行き方の例(雨の日や暑い日はなるべく地下から第4ビルまで行くのがおススメ):
① JR大阪駅(南口)を出る
② 前のバスロータリーを左へ進み、横断歩道を渡った後、前にある階段を上る
③ 歩道橋を阪神百貨店側へすすみ、店には入らず左側の通路を歩いていく
④ 突きあたりにあるエスカレーターを降り、そのまま大通り沿いにまっすぐ歩く
右側に第4ビルが見える(FORUM4と書かれた建物)
⑤ 左側に横断歩道が出てきたら、大通りを渡る(正面に鯛焼き本舗が見える)
⑥ 鯛焼き本舗の右側の通路を入ると、すぐアーケードの下に出るので、そのまま
アーケード下を抜けるとすぐ右に神社の入り口
お初天神について
正式名称は、露天神社といいます。
名前の由来は、菅原道真が筑紫の国へ左遷される途中で、参拝に立ち寄られた時に、『露と散る涙に袖は朽ちにけり 都のことを思い出ずれば』と詠まれたことから、とされています(諸説あり)。
そのため、御祭神には、天照皇大神、豊受姫大神、少彦奈大神、大己貴大神と並んで、菅原道真公のお名前も入っています。
また、境内には、道真公のお使いの牛が祀られ、『神牛さん』『撫で牛さん』と親しまれているんですよ。
1703年には、実際に心中事件があったそうですが、その事件を題材に近松門左衛門がヒロイン『お初』の曽根崎心中を書いたため、通称で『お初天神』と呼ばれるようになったのですね。

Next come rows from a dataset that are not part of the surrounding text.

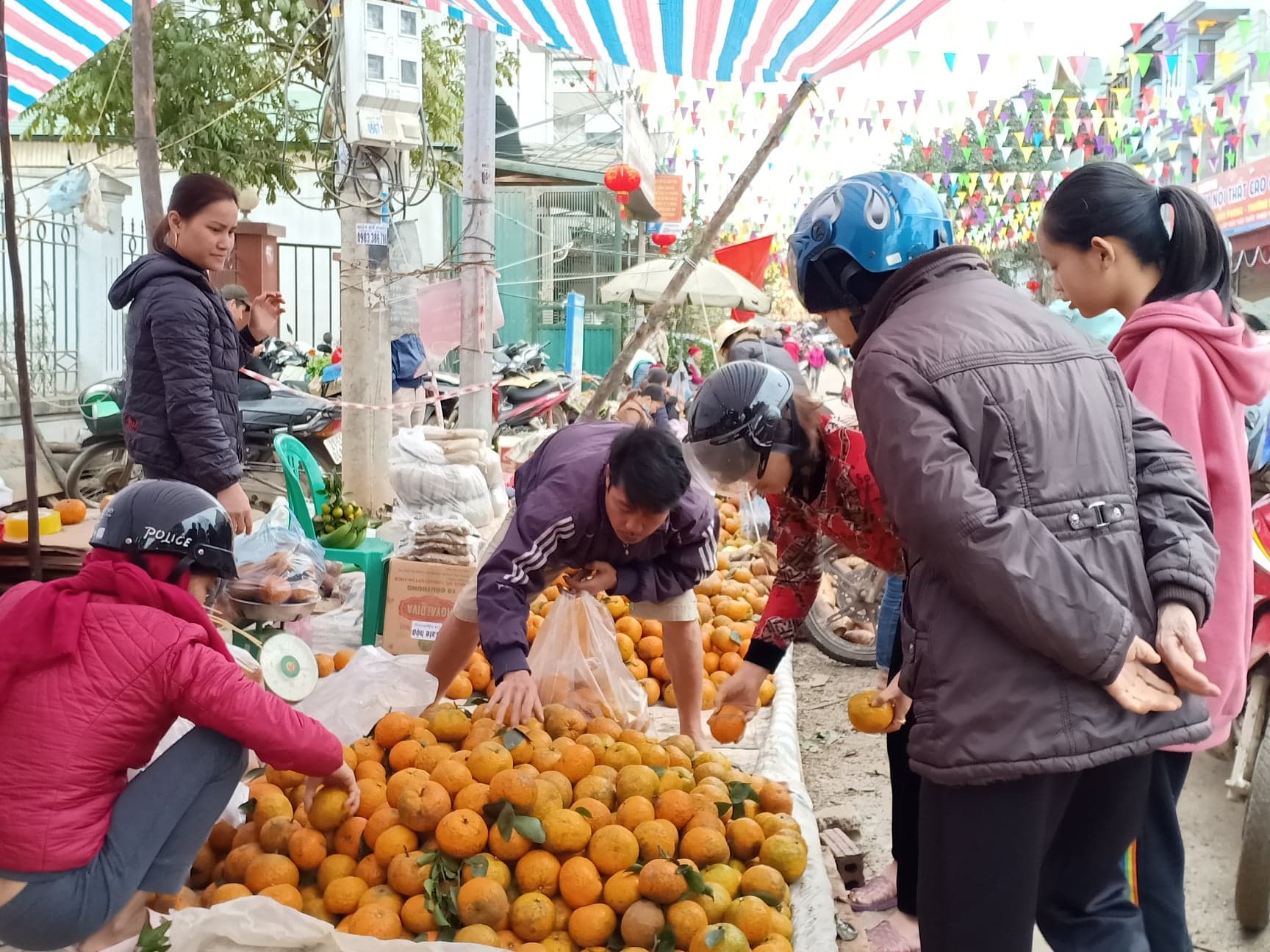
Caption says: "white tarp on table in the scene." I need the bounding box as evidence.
[169,649,837,952]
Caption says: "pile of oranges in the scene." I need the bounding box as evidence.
[171,703,808,952]
[503,502,776,711]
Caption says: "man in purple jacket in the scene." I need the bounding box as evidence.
[428,422,719,741]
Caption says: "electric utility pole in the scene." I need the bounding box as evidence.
[331,0,423,511]
[129,0,162,235]
[459,24,498,432]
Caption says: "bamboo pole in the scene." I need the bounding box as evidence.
[581,80,815,419]
[0,11,44,581]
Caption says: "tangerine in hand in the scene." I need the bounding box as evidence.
[710,704,745,744]
[847,690,895,734]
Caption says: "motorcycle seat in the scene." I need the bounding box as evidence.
[499,380,560,404]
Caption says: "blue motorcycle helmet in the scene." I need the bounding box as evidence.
[787,171,952,321]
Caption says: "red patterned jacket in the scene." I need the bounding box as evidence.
[745,416,903,670]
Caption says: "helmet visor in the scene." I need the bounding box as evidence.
[785,241,806,307]
[684,439,762,495]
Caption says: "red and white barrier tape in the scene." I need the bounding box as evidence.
[239,367,494,418]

お初天神の境内にある近松門左衛門の曾根崎心中に関するもの
今や、『恋人の聖地』、『縁結びの神社』とされているだけに、神社の境内の中には、曽根崎心中を題材にした多くのものがあります。
お初と徳兵衛の物語のパネル
曽根崎心中のあらすじが書かれたパネルが、可愛らしい絵と一緒に書かれています。
先に読んでから行くと、なお興味深く参拝が出来るかもしれませんね
恋のおまいりグッズ
縁結びのお守りなど、お初と徳兵衛にちなんだグッズもたくさん販売されています。
絵馬はハート型など4種類あって、恋の成就や永遠の愛を願う方が多いですね。美人祈願の絵馬もありますよ。
・えんむすびお守り ペア
・鈴が付いたストラップ/ハート型の翡翠ストラップ
・匂い袋
・水晶のブレスレット
曽根崎お初天神通り商店街
せっかくなので、お初天神のお参りの後は、お初天神通り商店街を通って帰りましょう。
多くの飲食店などで、いつも賑わっています。
神社入り口のすぐ前にあったアーケードが、その通りです。
この商店街は、お初天神の境内にあった飲食店が、戦後そのまま食堂街となり広がっていきました。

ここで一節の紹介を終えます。